For a majority of systems, the diagram below illustrates how to think of risk. While we could possibly reduce the loss of revenue to 0, the cost of maintenance is going to be higher than the revenue loss.
To reduce damage related to failure, the strategy is to introduce change, methodically, and iteratively. Not only will this help reduce the impact of failure but it will get those that are experiencing the change, your customers, to get comfortable with the idea of constant change.
As I took over the CTO role at my previous company we used the above strategy by heavily investing in our software delivery pipeline and CD tools. We used progressive rollouts or canary deployments as a way of introducing changes to only a small population and observe if our changes will result in failure. If they do, it’s okay because we limited the result of who was impacted, thus reducing risk but not affecting productivity and skyrocketing our costs. We also gave read & write access to the developers in production but in order to make changes, we implemented peer approval. We also invested in auto-scaling and auto-healing environments as well. So while developers could cause production outages through releases the impact was minimal and thus risk was reduced.
Risk is Becoming More Complex
Evaluating risk is becoming more complex every day. With microservices, the number of systems and processes to manage is exploding, and being able to reason about the system is impossible. The interconnected nature of our society is also becoming too complex to understand. Consider the 2008 housing crash where there were too many interdependent systems to calculate the risk and their single points of failure until it was too late. Greedy financial barons were to blame. Everyday people taking outsized loans were to blame. But the truth is that they both were acting in their best interests. It is exactly how the system is supposed to work and it failed us.
The systems, incentives, and values we hold will allow us to work more collaboratively or create friction until productivity stops. In order for us to make sense of risk in today’s complex business landscape, we have to look at the problem from different angles and perspectives. Most importantly from the people who are living with the risk. In doing so we’ll create an environment that is productive and creative. But most importantly we can create an environment that creates happiness and fulfillment in the lives of the people we work with.

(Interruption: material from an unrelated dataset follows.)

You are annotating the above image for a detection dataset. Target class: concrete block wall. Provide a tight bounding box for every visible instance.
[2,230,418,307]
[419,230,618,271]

After introducing these changes as the engineering and product leader we frequently launch products every quarter. Uptime was actually better than it was before. We launched publishing products with large companies like Google and other industry giants. But most importantly this was driven by the teams themselves and what drove them was their passion and engagement that did not exist prior to these changes. Same people. Different values. Different policies. Different processes. Reducing risk doesn’t have to mean reducing productivity. If done thoughtfully, reducing risk can actually mean more productive and happier teams. The choice is entirely up to you.